「人の話をきちんと聞く」。小学校で習うようなことですが、大人になって本当にこれができているのか、考えてみました。

『七つの習慣』のなかで一番心に引っかかったのは・・・

最近いろいろありまして、考え込んでいるのが

「お客さんの話をきちんと聞けているのだろうか?」

というテーマです。

このことは今に始まったことではなくて、以前ベストセラーの『7つの習慣』を読んだときから、

『まず理解に徹し、そして理解される』

という習慣がずっと心に引っかかるような感じで気になっていました。

(ちなみにトップ画像の旧版書籍を読むのは昔挫折して、最終的に新版をオーディオブックで聴きました・・・)

特に、

「ほとんどの人は、理解しようとして聞いているのではなく、答えようとして聞いている」

といった旨の説明があり、これを読んで自分のことを振り返ったときに、確かに人の話を聞きながら、

「この話に対してどのように回答しようか?」

と常に考えている自分がいることに気付きました。

ぶっちゃけて言ってしまうと、そのようにして話を聞くことが「頭の良さ」だと勘違いしていたわけです

相手の本当の悩みを理解せずに答えを出していないか?

税理士やFPという仕事柄、お客さまの相談に乗る機会はあるわけですが、そうした場面でも、話の全容をうかがう前に

「この相談事に対してどのように回答しようか。」

「過去に経験したどのケースが当てはまるだろうか。」

と考えながら聞いてしまうことが多ったように思います。

気をつけないといけないのは、相談者が最初に話す内容が本当に相談したい内容とは違うケースがあるということです。

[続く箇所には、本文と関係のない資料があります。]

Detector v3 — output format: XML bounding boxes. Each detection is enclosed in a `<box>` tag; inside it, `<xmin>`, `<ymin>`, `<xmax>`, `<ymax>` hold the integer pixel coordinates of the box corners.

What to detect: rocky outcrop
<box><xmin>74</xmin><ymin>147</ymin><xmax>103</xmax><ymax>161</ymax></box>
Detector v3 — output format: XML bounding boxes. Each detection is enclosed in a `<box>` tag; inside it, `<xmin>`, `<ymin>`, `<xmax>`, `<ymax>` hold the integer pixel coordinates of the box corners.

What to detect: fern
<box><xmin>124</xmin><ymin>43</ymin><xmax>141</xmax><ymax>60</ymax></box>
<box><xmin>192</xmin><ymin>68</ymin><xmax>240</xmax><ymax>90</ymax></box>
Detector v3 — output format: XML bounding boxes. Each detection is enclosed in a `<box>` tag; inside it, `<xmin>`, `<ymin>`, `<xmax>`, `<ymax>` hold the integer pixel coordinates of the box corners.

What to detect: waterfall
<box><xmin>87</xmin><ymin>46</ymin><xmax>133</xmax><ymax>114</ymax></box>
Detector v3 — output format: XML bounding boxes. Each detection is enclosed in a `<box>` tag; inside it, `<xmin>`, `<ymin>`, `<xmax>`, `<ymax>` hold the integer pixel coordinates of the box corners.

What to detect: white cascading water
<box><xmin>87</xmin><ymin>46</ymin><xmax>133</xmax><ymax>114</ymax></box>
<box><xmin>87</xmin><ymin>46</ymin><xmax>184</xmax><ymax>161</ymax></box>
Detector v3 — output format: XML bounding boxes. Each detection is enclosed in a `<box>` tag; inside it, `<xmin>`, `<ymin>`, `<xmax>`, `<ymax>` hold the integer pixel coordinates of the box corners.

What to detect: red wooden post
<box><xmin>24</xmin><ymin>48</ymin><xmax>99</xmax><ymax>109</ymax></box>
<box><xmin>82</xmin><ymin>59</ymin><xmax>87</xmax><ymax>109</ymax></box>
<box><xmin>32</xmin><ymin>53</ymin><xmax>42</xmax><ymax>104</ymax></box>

相談された内容についてお話しをしている流れの中で、全く想定していなかった方向に話が進むケースがあります。

例えば、売上についての悩みだと思っていたら実は社員の教育の問題だったり、お金の悩みだと思っていたら実は家族間のコミュニケーションの問題であったり、などなど。

話をしていく中で、相談者が本当に聞きたいことにたどり着ければ問題はありませんが、きちんと全容を聞く前に

「これが今回の問題だ!」

と決めつけて回答してしまうと、相談者の方も

「先生がこう言うんだから、多分そうなのかな」

と中途半端に納得して、なんとなくモヤモヤを抱えたまま帰ってしまうことになるかもしれません。

そうなってしまうと、相談者は結局悩みを解決できず、回答した方も時間を使ったのに人の役に立てていないということになります。さらに怖いのは、こうした問題が生じているということ自体が、表面化しない可能性が高いことです。

こうした状況を避けるためにも、目の前の人が本当に聞きたいことについて、理解できるまで聞く姿勢を持つ必要があるな、と最近思うわけです。

ちなみに余談ですが、あえて「先生が・・・」と書きましたが、好むと好まざるにかかわらず、士業という立場で話をすると、権威を押しつけるような形になって相手を無理矢理納得させてしまう危険性があることは、注意しておくべきかと。

常識・思い込みを外すのは難しい。だからインプットはなくせない。

『7つの習慣』の 『まず理解に徹し、そして理解される』という習慣は、最終的に自分が理解されることを目指すものなので、仕事の上で相談に乗るというケースが100%当てはまるわけではありません。

それでも、仕事をする上で「人の話を聞く」ということについて、考えさせられる部分は多々あります。

私自身長い間

「人の話を聞きながら、回答を考えるのが正しいんだ」

と思い込んで生きてきたわけです。

こうした思い込みに自分自身で気付くというのは、はっきり言って難しい。

こうしたことに気付くには、どうしても気付くための「きっかけ」が必要となります。

もちろんお客さんから指摘されて気付くこともあると思いますが、できればそうした状況に陥る前に気付きたいものです。

そのためにはやはり日々のインプットは欠かせない。いろんな情報を自分の中に入れていくことで、自分の考え方や常識を点検していく。

言うほど簡単な話ではありませんが、やらなければ成長はありませんので、やはり日々の継続が大事かな、とそんなことを考えている日曜日の朝です。